A tear burned down Bao’s cold face as he heard in her words the ghost of Lady Yen’s promise to Commander Wei. He looked at Lan in a maelstrom of overwhelming joy and fear and disbelief. “But why?” he whispered, wanting to hear her say it.Needingto hear her say it.

“Don’t you know by now?” Lan asked tenderly. She stood on her toes, still holding his face, and brought her lips closer to his.

And then the shouting began.

Dazed, inches from the kiss he had dreamed of for years, Bao barely registered Lan pulling away. And then they were running, hand in hand, down Lord Nguyen’s exquisitely decorated corridors and carved mahogany walkways and out to the courtyard. The servants, Lord Nguyen, and Lady Yen were standing on the cobblestones, looking out in terror at the black metal gate where a group of twenty mounted men waited, wielding swords and torches. The moon was bright in the heavens, an orb of pure gold just short of being a perfect sphere.
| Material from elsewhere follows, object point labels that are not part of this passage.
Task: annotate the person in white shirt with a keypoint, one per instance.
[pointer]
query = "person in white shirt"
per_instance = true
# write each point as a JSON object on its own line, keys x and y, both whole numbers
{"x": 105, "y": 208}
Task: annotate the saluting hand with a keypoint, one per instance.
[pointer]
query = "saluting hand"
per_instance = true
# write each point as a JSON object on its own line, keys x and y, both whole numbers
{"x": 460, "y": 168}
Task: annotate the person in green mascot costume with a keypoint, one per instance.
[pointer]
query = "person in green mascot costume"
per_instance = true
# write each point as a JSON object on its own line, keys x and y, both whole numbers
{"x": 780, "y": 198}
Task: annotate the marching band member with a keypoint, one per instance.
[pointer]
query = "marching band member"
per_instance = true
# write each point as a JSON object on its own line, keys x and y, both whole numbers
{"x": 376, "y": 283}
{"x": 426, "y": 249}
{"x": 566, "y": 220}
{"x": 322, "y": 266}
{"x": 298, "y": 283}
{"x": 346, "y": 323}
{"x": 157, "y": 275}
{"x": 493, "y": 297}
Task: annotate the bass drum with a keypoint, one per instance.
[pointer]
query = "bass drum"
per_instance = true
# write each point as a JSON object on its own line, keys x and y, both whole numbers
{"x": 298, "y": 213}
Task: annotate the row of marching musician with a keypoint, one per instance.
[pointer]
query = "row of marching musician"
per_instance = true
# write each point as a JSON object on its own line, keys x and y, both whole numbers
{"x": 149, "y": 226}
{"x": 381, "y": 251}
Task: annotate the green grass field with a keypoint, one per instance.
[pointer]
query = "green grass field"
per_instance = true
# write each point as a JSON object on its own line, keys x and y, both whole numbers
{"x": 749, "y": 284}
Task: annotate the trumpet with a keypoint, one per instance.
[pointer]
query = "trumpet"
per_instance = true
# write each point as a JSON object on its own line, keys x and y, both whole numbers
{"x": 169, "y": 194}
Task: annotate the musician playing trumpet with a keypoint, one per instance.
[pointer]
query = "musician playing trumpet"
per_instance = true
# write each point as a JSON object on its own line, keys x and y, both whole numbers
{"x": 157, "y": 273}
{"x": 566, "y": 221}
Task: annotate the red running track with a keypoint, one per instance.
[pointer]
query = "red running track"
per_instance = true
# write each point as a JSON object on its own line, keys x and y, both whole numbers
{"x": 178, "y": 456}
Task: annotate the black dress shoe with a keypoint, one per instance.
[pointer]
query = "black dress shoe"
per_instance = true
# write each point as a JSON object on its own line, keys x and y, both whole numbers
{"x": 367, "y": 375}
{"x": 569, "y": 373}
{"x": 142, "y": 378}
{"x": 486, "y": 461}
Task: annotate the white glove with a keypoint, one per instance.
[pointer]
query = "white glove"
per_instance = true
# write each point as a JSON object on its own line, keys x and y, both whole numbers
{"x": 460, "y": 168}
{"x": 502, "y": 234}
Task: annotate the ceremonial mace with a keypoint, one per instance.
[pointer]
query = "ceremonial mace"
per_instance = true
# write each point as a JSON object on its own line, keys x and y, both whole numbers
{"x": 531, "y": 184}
Once, Bao thought, the moon had been his conspirator, dappling the river with its loving light as he played the flute for Lan. Soon it would be his enemy. A shard of ice formed in his core and the cold seeped through his body as he wrapped the Commander’s cloak more tightly aroundhimself. His hand found the bamboo flute, which he had removed from his sack and tucked into a pocket.

“I have to go out there,” he said resolutely. “Mistress Vy is my mother, and I have to make this right. I will tell them to take me to the Gray City.”
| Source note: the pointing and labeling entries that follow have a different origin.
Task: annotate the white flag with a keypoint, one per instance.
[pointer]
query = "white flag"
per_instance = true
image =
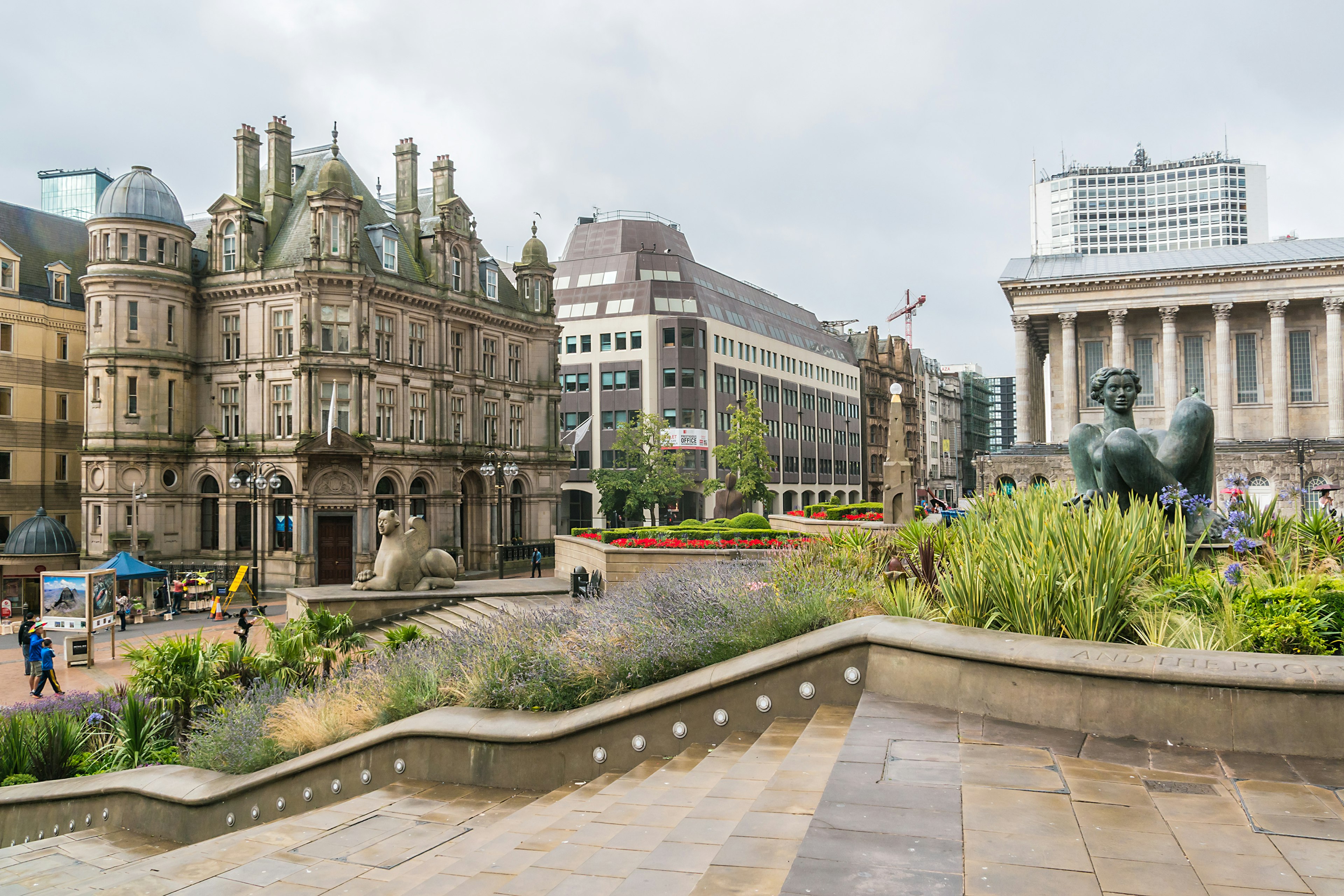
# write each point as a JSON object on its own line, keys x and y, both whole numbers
{"x": 331, "y": 414}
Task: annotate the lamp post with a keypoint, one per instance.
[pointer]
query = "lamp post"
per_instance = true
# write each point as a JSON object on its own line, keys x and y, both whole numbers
{"x": 1303, "y": 449}
{"x": 254, "y": 480}
{"x": 499, "y": 464}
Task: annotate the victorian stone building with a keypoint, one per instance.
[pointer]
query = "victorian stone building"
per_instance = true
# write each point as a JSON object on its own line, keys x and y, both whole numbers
{"x": 357, "y": 357}
{"x": 1254, "y": 330}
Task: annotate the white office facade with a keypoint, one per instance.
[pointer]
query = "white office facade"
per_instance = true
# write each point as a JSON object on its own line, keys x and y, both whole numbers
{"x": 1150, "y": 207}
{"x": 650, "y": 331}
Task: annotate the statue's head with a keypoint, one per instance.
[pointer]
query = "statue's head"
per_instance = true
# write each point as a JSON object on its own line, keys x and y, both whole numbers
{"x": 387, "y": 522}
{"x": 1116, "y": 387}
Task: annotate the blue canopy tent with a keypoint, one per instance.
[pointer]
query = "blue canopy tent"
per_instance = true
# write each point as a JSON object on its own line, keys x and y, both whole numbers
{"x": 130, "y": 567}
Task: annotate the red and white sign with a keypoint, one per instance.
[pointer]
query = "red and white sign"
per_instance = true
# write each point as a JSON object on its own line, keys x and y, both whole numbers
{"x": 687, "y": 441}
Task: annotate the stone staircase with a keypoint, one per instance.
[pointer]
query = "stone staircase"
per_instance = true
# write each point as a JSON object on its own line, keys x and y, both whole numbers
{"x": 443, "y": 618}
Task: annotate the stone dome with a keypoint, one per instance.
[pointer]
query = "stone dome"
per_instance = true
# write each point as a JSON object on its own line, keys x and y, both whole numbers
{"x": 534, "y": 252}
{"x": 139, "y": 194}
{"x": 335, "y": 175}
{"x": 41, "y": 534}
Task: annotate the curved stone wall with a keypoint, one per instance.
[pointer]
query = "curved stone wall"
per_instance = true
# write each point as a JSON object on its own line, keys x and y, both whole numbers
{"x": 1256, "y": 703}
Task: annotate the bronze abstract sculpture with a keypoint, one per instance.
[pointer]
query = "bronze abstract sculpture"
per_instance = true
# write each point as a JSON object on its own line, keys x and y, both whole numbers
{"x": 1115, "y": 457}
“But this is my estate,” Lord Nguyen said firmly, “and it is my blood Mistress Vy wants. I will be the one to greet these criminals and to send them on their way.”

“Neither of you are going out there alone,” Commander Wei said, standing beside his war horse. Behind him, Wren and all of the Imperial soldiers were already on horseback, their weapons held at the ready. Bao noticed that they all wore the protective cloth masks hanging around their necks, ready to use at a moment’s notice. “You’ll each get on horseback behind one of my men. None of Vy’s guards will have a clear shot at you, and if they attack, you’ll be safer that way.”

“They won’t have a chance to attack,” the nobleman said, smirking. Bao noticed he was carrying something in a sack over his shoulder. “But we’ll do as you think best, Commander.”